Langsam, mit zitternden Händen und mit vor Wut und Hass entstelltem Gesicht, beugte sie sich hinab und tat, wie ihr geheißen. Ich war frei. Poirot gab mir einige Anweisungen.
«Verwende deine Fesseln nun für die Dame, Hastings. So ist es recht, sind sie auch richtig fest? Dann binde mich bitte los. Ein Glück, dass sie ihre Helfershelfer weggeschickt hat. Mit etwas Glück können wir hoffen, den Ausgang unangefochten zu erreichen.»
Im nächsten Augenblick stand Poirot an meiner Seite. Er beugte sich zu der Dame hinab.
«Hercule Poirot ist nicht so leicht zu beseitigen, Madame. Ich wünsche Ihnen eine recht gute Nacht.»
Der Knebel hinderte sie an einer Antwort, jedoch erschreckte mich der mörderische Blick in ihren Augen. Ich hoffte sehnlichst, nicht wieder in ihre Hände zu fallen. Drei Minuten später waren wir außerhalb der Villa und durchquerten den Garten. Die Straße lag verlassen da, und bald hatten wir die Gegend hinter uns. Dann brach es aus Poirot heraus.
«Ich verdiente eigentlich nichts anderes, als was mir jene Frau in Aussicht stellte. Ich bin ein dreifaches Hornvieh und ein ausgemachter Idiot. Erst war ich stolz darauf, ihnen nicht in die Falle gegangen zu sein.
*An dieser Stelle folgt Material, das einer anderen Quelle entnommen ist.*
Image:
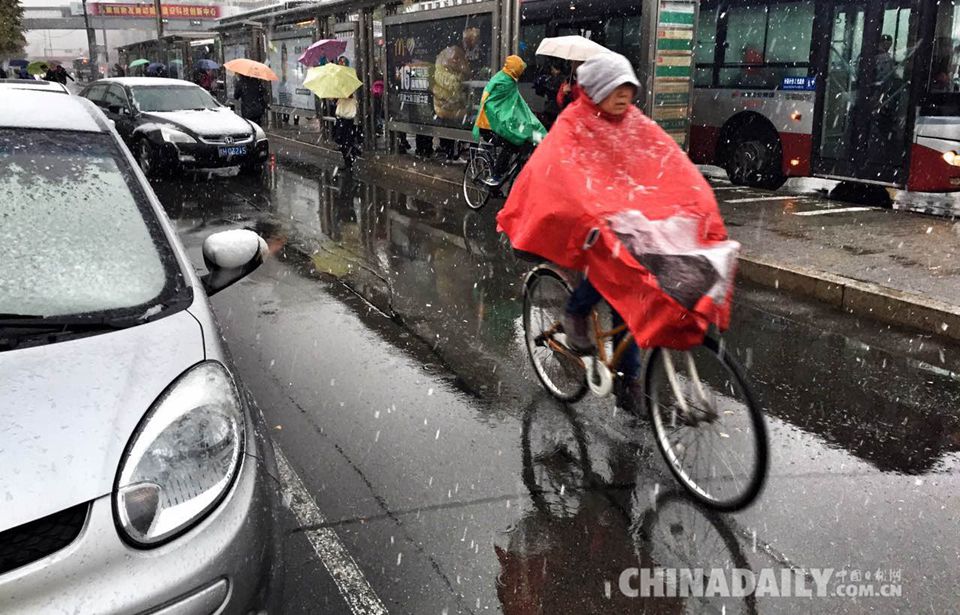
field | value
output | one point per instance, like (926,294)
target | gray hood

Und es war nicht einmal als Falle gedacht – ausgenommen natürlich die Art und Weise, wie ich ihnen ins Garn ging. Sie wussten, dass ich sie durchschaut hatte – und sie rechneten damit. Hieraus lässt sich alles erklären: die Leichtigkeit, mit welcher sie Halliday überwältigten, sowie die ganzen Begleitumstände. Madame Olivier war das geistige Oberhaupt, Vera Rossakoff nur ihr Werkzeug. Madame Olivier benötigte Hallidays Erfahrungen, während sie selbst über die notwendige Genialität verfügte, die Lücken zu schließen, an denen er bisher gescheitert war. Ja, Hastings, nun wissen wir, wer Nummer drei ist, die Frau, die wahrscheinlich als die größte Kapazität auf wissenschaftlichem Gebiet in der ganzen Welt gilt. Denke daran. Das Gehirn des Ostens und die Wissenschaft des Westens. Dann noch zwei Persönlichkeiten, deren Identität uns leider noch verborgen ist. Aber wir müssen sie demaskieren. Zu diesem Zweck fahren wir morgen zurück nach London, um uns auf ihre Fährte zu setzen.»
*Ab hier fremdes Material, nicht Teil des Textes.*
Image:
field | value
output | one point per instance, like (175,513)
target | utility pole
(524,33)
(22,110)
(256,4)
«Also zögerst du immer noch, die Polizei über Madame Olivier aufzuklären?»
«Man würde mir ja doch keinen Glauben schenken, denn jene Frau ist einer der Abgötter Frankreichs, und wir haben noch keine Beweise in Händen. Wir können von Glück sagen, wenn sie es unterlässt, uns anzuklagen.»
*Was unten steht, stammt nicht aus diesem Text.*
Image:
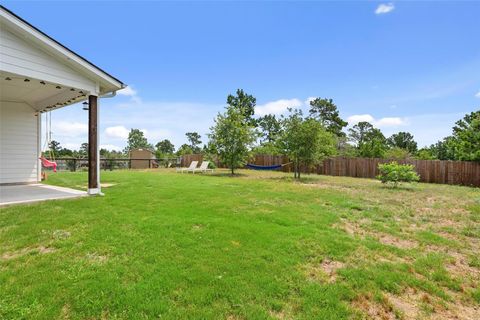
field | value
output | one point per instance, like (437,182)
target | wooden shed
(142,159)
«Was soll denn das nun wieder heißen?»
«Überlege einmal: Wir wurden zur Nachtzeit auf ihrem Grund und Boden überrascht, im Besitze von Nachschlüsseln, die sie beschwören würde uns nie gegeben zu haben. Sie überrascht uns an ihrem Safe, während wir sie knebeln, binden und uns dann aus dem Staube machen. Gib dich keinen Illusionen hin, Hastings, unsere Zeit ist noch nicht gekommen!»